The rules governing cell division and differentiation are central to understanding the mechanisms of development, aging, and cancer. By utilizing inducible genetic labeling, recent studies have shown that the clonal population in transgenic mouse epidermis can be tracked in vivo. Drawing on these results, we explain how clonal fate data may be used to infer the rules of cell division and differentiation underlying the maintenance of adult murine tail-skin. We show that the rates of cell division and differentiation may be evaluated by considering the long-time and short-time clone fate data, and that the data is consistent with cells dividing independently rather than synchronously.
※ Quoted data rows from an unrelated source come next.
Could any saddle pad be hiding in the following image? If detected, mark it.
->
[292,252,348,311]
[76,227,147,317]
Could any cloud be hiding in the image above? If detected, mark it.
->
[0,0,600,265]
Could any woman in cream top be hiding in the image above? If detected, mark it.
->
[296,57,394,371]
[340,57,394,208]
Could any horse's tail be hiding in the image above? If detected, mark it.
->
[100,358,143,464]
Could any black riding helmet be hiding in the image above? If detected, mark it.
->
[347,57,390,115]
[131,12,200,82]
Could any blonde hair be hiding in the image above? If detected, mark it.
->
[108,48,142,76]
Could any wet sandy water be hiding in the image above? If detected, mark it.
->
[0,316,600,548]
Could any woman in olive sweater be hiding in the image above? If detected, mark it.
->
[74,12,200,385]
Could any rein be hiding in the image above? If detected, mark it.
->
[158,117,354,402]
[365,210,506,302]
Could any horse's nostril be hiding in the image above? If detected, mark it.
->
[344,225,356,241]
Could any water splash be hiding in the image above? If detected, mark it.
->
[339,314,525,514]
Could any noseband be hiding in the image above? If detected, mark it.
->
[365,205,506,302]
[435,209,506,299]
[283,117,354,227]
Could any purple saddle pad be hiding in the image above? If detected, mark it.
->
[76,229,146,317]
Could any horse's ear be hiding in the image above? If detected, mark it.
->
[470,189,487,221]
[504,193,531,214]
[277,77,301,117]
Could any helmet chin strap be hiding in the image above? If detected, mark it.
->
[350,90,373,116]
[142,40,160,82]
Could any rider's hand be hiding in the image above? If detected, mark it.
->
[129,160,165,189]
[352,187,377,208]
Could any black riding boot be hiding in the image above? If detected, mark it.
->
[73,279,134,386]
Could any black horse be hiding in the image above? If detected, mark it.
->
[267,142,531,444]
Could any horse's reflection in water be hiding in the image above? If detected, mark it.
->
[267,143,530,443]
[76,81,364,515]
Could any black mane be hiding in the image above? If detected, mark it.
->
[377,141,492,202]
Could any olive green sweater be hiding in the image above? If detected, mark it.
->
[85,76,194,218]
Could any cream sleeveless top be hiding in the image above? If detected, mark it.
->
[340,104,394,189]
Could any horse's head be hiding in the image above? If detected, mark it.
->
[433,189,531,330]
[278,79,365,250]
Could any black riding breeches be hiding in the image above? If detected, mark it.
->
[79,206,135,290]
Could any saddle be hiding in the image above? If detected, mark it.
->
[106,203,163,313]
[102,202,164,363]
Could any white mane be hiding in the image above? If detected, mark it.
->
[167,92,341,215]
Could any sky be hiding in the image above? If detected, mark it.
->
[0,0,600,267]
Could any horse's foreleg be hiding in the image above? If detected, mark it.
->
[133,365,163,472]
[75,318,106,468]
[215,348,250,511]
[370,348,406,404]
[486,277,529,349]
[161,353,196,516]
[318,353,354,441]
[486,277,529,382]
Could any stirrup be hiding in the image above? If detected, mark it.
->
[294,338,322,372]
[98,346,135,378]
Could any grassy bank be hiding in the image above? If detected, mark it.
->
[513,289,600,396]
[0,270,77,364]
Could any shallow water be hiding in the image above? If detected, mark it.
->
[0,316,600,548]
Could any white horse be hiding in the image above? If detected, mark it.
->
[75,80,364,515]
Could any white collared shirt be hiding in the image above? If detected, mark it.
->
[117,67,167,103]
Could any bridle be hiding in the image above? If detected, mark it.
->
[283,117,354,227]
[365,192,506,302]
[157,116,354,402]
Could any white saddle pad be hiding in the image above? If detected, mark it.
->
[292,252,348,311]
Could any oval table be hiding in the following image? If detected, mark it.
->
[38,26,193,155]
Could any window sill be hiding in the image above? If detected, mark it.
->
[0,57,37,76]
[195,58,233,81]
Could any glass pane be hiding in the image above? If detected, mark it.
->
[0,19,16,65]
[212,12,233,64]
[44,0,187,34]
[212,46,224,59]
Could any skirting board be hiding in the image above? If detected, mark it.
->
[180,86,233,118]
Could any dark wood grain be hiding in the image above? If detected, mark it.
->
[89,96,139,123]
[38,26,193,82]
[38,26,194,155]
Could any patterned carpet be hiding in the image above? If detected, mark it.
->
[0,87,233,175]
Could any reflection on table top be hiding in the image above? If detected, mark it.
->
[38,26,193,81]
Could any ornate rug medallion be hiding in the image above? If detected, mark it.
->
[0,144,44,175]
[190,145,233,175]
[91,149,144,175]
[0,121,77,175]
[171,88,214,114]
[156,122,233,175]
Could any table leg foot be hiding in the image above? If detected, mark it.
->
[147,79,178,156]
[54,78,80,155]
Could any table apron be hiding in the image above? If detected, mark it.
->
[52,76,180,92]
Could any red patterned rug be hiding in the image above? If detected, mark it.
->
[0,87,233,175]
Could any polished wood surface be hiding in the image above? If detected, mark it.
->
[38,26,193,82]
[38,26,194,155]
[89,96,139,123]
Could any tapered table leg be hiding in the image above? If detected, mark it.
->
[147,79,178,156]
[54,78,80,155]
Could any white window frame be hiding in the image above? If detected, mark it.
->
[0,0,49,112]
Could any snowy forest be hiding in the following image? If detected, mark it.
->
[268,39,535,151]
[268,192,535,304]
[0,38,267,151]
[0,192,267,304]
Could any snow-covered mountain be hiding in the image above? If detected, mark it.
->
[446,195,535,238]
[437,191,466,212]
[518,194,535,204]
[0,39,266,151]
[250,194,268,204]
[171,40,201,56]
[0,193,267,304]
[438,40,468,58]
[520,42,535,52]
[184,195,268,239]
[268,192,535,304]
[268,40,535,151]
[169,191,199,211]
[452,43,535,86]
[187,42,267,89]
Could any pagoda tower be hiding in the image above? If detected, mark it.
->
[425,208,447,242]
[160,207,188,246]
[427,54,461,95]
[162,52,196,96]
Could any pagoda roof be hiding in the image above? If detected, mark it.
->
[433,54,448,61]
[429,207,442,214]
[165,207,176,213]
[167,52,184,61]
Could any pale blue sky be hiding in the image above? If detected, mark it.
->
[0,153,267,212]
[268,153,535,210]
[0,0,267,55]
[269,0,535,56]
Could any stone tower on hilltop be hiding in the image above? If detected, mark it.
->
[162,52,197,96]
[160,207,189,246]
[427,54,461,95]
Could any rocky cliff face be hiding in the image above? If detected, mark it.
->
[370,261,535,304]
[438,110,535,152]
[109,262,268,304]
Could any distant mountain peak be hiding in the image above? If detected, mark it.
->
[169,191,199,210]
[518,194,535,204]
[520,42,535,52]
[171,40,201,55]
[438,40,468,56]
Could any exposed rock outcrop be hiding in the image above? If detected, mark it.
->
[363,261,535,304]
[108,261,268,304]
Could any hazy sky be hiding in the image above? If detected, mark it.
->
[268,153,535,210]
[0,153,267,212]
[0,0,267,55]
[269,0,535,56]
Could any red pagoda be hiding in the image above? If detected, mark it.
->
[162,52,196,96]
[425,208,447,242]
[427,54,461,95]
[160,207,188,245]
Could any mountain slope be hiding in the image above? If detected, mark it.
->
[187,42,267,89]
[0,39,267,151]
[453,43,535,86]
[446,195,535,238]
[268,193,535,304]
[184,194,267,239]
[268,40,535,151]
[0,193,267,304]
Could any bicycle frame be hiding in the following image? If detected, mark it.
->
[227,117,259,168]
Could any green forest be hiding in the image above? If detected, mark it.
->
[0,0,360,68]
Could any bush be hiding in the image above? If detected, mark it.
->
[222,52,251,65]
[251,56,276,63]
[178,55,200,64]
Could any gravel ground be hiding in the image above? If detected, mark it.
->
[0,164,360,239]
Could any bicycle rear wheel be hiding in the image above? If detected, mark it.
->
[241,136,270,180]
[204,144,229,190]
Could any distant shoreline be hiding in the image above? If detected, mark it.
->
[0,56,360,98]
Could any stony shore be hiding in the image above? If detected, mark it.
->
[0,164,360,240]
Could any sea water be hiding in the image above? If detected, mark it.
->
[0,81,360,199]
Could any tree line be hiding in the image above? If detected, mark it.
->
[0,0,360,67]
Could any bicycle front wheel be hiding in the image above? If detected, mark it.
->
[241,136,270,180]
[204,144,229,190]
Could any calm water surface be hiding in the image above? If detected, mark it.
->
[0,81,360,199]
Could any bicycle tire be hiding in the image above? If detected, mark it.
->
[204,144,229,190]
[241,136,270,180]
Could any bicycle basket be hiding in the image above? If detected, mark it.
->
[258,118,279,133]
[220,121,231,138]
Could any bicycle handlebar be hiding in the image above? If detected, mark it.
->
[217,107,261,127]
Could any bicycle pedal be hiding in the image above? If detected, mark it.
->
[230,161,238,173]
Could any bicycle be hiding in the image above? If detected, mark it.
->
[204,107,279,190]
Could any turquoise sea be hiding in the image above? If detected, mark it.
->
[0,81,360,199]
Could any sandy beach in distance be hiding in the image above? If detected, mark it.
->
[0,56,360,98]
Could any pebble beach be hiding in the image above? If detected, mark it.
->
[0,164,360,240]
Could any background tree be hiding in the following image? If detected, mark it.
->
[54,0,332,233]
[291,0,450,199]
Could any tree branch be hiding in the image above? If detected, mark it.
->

Motivated by these findings, we consider a mechanism for cancer onset based closely on the model for normal adult skin. By analyzing the expected changes to clonal fate in cancer emerging from a simple two-stage mutation, we propose that clonal fate data may provide a novel method for studying the earliest stages of the disease.

A single type of progenitor cell maintains normal epidermis

According to the current model of adult epidermal homeostasis, skin tissue is maintained by two discrete populations of progenitor cells: self-renewing stem cells; and their progeny, known as transit amplifying cells, which differentiate after several rounds of cell division. By making use of inducible genetic labelling, we have tracked the fate of a representative sample of progenitor cells in mouse tail epidermis at single-cell resolution in vivo at time intervals up to one year. Here we show that clone-size distributions are consistent with a new model of homeostasis involving only one type of progenitor cell. These cells are found to undergo both symmetric and asymmetric division at rates that ensure epidermal homeostasis. The results raise important questions about the potential role of stem cells on tissue maintenance in vivo.